[nmglug] why are web browsers so memory-heavy?
Mark Galassi
mark at galassi.org
Thu Apr 14 15:12:24 PDT 2016
I sometimes think that a fun project would be "8.04 forever": something
that keeps ubuntu 8.04 LTS going for the rest of time. Specifically its
memory requirements. That's because:
Last night I tried taking a discarded "windows 2000 vintage" computer
(1/2 gig RAM), putting tiny core linux on it, and then using tiny core's
mechanism for installing the firefox that they provide, which is
presumably a low-resource version.
The result was dreadful: you use firefox and it immediately uses all
RAM. Even a 1gig machine cannot work with current versions.
Now the standard advice given is "don't use a very old distro for
low-RAM machines since it will miss security and other bug fixes; you
should instead use a modern distro that's tailored for low resource".
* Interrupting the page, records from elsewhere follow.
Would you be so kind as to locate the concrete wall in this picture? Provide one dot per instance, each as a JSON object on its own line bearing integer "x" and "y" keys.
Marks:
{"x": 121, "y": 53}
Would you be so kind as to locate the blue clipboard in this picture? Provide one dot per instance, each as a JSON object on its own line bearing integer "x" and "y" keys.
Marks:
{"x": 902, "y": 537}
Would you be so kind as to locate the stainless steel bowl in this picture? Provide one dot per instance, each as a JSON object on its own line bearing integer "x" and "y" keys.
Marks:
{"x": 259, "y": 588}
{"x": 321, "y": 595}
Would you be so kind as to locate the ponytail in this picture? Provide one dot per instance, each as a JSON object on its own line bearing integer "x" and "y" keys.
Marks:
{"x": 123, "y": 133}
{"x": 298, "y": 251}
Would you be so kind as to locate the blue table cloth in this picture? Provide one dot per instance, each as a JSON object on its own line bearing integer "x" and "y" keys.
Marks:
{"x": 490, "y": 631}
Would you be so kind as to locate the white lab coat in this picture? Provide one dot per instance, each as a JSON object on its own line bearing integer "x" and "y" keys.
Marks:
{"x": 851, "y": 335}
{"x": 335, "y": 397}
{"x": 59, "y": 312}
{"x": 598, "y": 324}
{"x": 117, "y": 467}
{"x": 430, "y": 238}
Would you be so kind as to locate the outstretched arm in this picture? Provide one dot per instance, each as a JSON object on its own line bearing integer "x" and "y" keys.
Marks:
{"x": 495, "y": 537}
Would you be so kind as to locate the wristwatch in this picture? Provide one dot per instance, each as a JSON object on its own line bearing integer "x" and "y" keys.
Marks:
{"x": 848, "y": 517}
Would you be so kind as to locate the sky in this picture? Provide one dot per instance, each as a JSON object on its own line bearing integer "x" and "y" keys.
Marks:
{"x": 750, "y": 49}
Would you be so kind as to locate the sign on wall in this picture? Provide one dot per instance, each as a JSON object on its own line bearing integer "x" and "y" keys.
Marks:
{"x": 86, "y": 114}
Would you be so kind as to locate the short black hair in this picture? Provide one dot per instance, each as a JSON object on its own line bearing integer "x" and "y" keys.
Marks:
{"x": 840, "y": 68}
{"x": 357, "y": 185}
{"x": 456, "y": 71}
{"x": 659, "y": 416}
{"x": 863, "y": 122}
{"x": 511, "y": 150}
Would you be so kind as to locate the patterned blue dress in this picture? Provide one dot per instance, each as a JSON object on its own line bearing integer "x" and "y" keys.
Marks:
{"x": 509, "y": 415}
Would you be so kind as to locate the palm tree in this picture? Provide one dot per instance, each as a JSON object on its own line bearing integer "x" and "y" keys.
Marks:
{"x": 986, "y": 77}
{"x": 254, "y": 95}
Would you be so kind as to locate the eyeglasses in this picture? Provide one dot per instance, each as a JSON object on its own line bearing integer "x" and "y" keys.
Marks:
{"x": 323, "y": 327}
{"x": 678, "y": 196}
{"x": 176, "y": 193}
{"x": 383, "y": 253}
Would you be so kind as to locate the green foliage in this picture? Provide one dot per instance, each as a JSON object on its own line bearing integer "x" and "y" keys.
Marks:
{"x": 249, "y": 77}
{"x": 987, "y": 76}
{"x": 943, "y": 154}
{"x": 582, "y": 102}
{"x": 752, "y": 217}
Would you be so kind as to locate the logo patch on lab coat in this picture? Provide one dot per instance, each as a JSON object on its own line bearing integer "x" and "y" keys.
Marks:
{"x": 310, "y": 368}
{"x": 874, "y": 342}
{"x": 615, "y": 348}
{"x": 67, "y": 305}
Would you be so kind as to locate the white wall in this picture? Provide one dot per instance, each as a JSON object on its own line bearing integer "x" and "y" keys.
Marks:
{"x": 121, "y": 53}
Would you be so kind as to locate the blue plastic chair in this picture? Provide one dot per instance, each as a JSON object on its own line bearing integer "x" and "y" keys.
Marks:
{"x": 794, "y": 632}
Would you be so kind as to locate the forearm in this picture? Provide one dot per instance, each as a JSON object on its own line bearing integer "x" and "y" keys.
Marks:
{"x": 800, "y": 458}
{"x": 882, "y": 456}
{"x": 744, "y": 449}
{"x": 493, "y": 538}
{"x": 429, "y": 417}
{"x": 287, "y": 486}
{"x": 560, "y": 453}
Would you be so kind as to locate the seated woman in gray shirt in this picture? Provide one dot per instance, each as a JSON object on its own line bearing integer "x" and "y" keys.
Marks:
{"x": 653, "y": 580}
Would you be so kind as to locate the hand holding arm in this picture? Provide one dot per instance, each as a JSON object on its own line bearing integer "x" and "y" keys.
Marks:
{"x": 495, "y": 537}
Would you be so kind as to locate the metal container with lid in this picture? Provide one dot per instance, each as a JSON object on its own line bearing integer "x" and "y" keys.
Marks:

The problem is that people will want a browser that's featureful enough
(i.e. not dillo or any other simple html renderer).
Today I looked at qupzilla, but I have not yet tried it on a
low-resource machine. I suspect that a lot of the problem lies in
interactions with the X server, buffers, offscreen pixmaps, and many
other things I know only a bit about.
Anyone have any real knowledge on low-resource browsing?